We have chosen random sample imputation as our first imputation approach. Random sample imputation is a univariate technique.

**References:** <br>
Sample Documentation: https://pandas.pydata.org/docs/reference/api/pandas.DataFrame.sample.html

In [8]:
# Save a series of the non-missing acceleration values
acceleration_values = missing_acceleration_df.loc[missing_acceleration_df['acceleration'].notna(), 'acceleration']

# Sample a number of non-missing acceleration values with replacement equal to the number of missing values
# Note that random state is set to one to make the results reproducible. This can be removed for truly random samples
sampled_acceleration_values = acceleration_values.sample(missing_acceleration_df['acceleration'].isna().sum(), replace=True, random_state=1).values

# Replace the missing values with sampled acceleration values
missing_acceleration_df.loc[missing_values, "acceleration"] = sampled_acceleration_values

# Check to see if values are missing
missing_acceleration_df['acceleration'].isna().sum()

0

#### (d) Evaluate to What Extent Your Approach is Finding the Missing Values

Since we are using the cross-validation with simulation approach where we simulate missing data, we can compare our imputed values to the true values.

##### Evaluation Using MSE

We will first use the Mean Squared Error (MSE) approach, where we take the average of the squared difference of each imputed value with the respective true value.

**References:** <br>
Mean Squared Error: https://scikit-learn.org/stable/modules/generated/sklearn.metrics.mean_squared_error.html

In [9]:
# First determine the original values of the missing data
original_values = auto_df.loc[missing_values, 'acceleration'].values

# Then determine the imputed values of the missing data
imputed_values = missing_acceleration_df.loc[missing_values, 'acceleration'].values

# Compute MSE
mse = mean_squared_error(original_values, imputed_values)
mse

9.729999999999997

Thus, the mean square error is 9.73 using random sample imputation. The MSE is not particularly intuitive to interpret as a standalone value since it is measured in squared units. A great way to interpret MSE is to compare it to the MSE of a baseline method, like median imputation. In the following cell we will perform median imputation, and compare the MSE values to evaluate the effectiveness of the random sampling method.

In [10]:
# Replace the imputed values with NaN where the missing_values series is True.
missing_acceleration_df.loc[missing_values, "acceleration"] = np.nan

# Save the median of the non-missing acceleration values
acceleration_median = missing_acceleration_df.loc[missing_acceleration_df['acceleration'].notna(), 'acceleration'].median()

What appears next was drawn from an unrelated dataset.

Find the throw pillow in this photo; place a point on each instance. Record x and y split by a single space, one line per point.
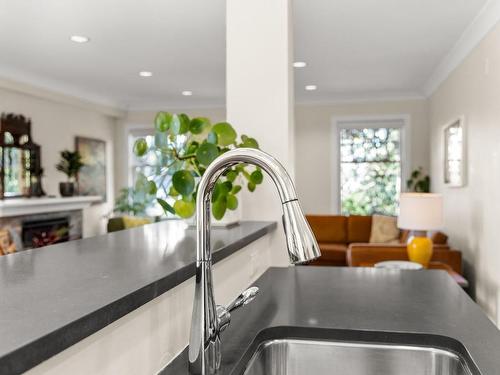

# Replace the missing values with median
missing_acceleration_df.loc[missing_values, "acceleration"] = acceleration_median

# Compute MSE
original_values = auto_df.loc[missing_values, 'acceleration'].values
imputed_values = missing_acceleration_df.loc[missing_values, 'acceleration'].values
median_mse = mean_squared_error(original_values, imputed_values)
median_mse

5.330512820512821

Given that random sampling gave an MSE of 9.73 and default value imputation using the median gave an MSE of 5.33, the random sampling approach is not very good comparatively in this case. 

##### Evaluation Using MAE

A second approach to evaluation is Mean Absolute Error (MAE), which is more intuitive since the units of MAE are the same as the original data. MAE takes the average absolute difference between each imputed value with the respective true value.

**References:** <br>
Mean Squared Error: https://scikit-learn.org/stable/modules/generated/sklearn.metrics.mean_absolute_error.html

In [11]:
mae = mean_absolute_error(original_values, imputed_values)
mae

1.8076923076923077

The MAE is 2.61, which means that on average, the imputed acceleration had an error of 2.61 seconds. In the context of a vehicle's acceleration in seconds, this is not that bad.

##### Evaluation Conclusion
Despite the random sampling MSE being notably worse than the default value imputation using the median MSE, random sampling is still usable as seen through the reasonable MAE score of 2.61 seconds.